IntersectMBO / plutus

The Plutus language implementation and tools
Apache License 2.0
1.54k stars 468 forks source link

Why does the `txInfoMint` `Value` contain `0` lovelace? #5039

Open christianschmitz opened 1 year ago

christianschmitz commented 1 year ago

I noticed that when cardano-cli creates the ScriptContext to calculate the execution budget, each Value instance will always contain some lovelace, even the txInfoMint Value.

Of course the lovelace entry in txInfoMint will always be 0, so I was quite surprised to see that the 0 lovelace entry is always prepended to txInfoMint when creating the ScriptContext (was a particularly difficult to debug issue for the Helios execution budget calculator).

Always including this is also seems wasteful, as minting policy contracts will usually do some iterating over all the entries in the txInfoMint map.

Another reason not to include it is that it would be nice for the index of the asset being minted in txInfoMint to correspond directly with the Minting redeemer index.

So my two questions:

michaelpj commented 1 year ago

There are generally no guarantees about the particular representation of Value so long as it is semantically correct. An entry being missing and mapping to zero are semantically the same and so you should support both.

https://github.com/input-output-hk/plutus/issues/4509

christianschmitz commented 1 year ago

Javascript libraries are however dependent on APIs like Blockfrost to submit transactions, and if those APIs decide to use a version of cardano-cli that always includes 0 lovelace in txInfoMint, it changes the execution budget. (Note: the execution budget must be calculated before sending the transaction to the API, so the Javascript library must do exactly what the API does).

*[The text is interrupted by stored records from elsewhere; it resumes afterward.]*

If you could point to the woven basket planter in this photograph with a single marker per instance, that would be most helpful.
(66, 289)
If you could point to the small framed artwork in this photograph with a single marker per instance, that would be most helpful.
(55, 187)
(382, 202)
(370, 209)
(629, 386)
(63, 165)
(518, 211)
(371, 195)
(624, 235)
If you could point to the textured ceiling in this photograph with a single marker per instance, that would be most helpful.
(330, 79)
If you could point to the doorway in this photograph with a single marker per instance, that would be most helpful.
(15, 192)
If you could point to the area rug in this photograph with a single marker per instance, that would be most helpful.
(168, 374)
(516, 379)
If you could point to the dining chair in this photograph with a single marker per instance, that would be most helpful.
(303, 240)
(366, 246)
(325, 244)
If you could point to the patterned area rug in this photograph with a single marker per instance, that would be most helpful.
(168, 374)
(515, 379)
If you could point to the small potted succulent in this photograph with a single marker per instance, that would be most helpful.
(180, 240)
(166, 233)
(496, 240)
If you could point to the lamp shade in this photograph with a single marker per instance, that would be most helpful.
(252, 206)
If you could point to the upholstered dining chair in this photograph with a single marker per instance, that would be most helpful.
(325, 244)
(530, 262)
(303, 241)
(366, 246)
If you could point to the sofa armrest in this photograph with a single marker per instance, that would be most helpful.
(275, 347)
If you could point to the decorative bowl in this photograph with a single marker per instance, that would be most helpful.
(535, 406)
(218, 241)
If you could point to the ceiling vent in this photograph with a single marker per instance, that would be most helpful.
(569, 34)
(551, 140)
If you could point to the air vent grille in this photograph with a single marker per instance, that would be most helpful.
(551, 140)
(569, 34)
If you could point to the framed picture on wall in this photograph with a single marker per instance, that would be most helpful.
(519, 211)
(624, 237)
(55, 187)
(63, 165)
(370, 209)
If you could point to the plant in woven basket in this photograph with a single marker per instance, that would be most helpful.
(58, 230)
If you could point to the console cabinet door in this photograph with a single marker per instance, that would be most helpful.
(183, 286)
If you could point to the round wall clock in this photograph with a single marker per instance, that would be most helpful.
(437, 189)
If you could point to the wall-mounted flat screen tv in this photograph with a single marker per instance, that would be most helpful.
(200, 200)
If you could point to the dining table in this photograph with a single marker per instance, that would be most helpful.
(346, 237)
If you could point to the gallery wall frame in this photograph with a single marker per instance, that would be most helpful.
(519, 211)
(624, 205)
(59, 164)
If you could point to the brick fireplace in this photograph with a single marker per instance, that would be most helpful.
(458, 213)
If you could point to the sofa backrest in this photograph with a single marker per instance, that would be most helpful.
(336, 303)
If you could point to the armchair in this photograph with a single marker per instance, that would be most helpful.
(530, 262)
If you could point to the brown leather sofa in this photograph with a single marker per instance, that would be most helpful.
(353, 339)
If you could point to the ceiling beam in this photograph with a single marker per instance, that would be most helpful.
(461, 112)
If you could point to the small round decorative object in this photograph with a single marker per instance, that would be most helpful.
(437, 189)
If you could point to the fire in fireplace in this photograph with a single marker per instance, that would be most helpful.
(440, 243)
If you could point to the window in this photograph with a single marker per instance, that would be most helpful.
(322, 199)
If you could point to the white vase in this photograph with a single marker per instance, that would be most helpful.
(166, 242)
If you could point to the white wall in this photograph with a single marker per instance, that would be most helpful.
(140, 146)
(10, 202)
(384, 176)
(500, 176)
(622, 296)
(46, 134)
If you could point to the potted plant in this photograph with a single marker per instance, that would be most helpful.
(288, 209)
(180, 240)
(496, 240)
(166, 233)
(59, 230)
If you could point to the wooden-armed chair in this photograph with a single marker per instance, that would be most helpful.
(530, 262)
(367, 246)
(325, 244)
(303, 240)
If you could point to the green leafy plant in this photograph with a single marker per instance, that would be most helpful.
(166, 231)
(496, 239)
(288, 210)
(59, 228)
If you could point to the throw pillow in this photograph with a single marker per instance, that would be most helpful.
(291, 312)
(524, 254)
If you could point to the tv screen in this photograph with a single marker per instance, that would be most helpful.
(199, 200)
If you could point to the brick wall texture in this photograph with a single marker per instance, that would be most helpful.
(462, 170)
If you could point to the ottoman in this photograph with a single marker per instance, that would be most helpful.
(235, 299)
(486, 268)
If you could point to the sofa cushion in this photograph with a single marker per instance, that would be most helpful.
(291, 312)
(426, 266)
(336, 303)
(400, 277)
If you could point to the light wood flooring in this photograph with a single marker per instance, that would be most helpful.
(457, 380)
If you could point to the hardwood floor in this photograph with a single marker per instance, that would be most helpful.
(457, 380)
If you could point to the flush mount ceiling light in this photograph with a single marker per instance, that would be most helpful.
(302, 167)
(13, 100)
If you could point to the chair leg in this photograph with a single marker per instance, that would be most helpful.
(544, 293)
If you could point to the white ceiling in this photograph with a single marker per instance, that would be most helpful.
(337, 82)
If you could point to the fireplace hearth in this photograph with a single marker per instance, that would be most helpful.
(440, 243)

So in this case I could say that Blockfrost/cardano-cli must support 'both' ways, and somehow must detect that the minting script was originally executed without 0 lovelace in the txInfoMint value, and afterwards the cardano-node must again support 'both' ways by doing the same detection.

I think it really makes more sense to enforce normalization of any Value in ScriptContext to avoid this issue.

michaelpj commented 1 year ago

I'm sorry, I don't understand your objection. A system that claims to calculate the budget for scripts must behave the same as the Cardano node, otherwise it is wrong. It sounds like you've found a bug in whatever Blockfrost is using.

christianschmitz commented 1 year ago

Blockfrost uses cardano-cli to check the execution budget. During that check cardano-cli prepends 0 lovelace to the minted Value. This is obviously also what cardano-node does, so this isn't a bug.

But doing this does incur unnecessary execution budget. Think of this as low-hanging fruit for optimization.

effectfully commented 1 year ago

@christianschmitz

But doing this does incur unnecessary execution budget.

Do you happen to know how much the additional cost is?

christianschmitz commented 1 year ago

I've seen about a 10% hit on cpu and mem budget for typical minting scripts.

effectfully commented 1 year ago

@christianschmitz

I've seen about a 10% hit on cpu and mem budget for typical minting scripts.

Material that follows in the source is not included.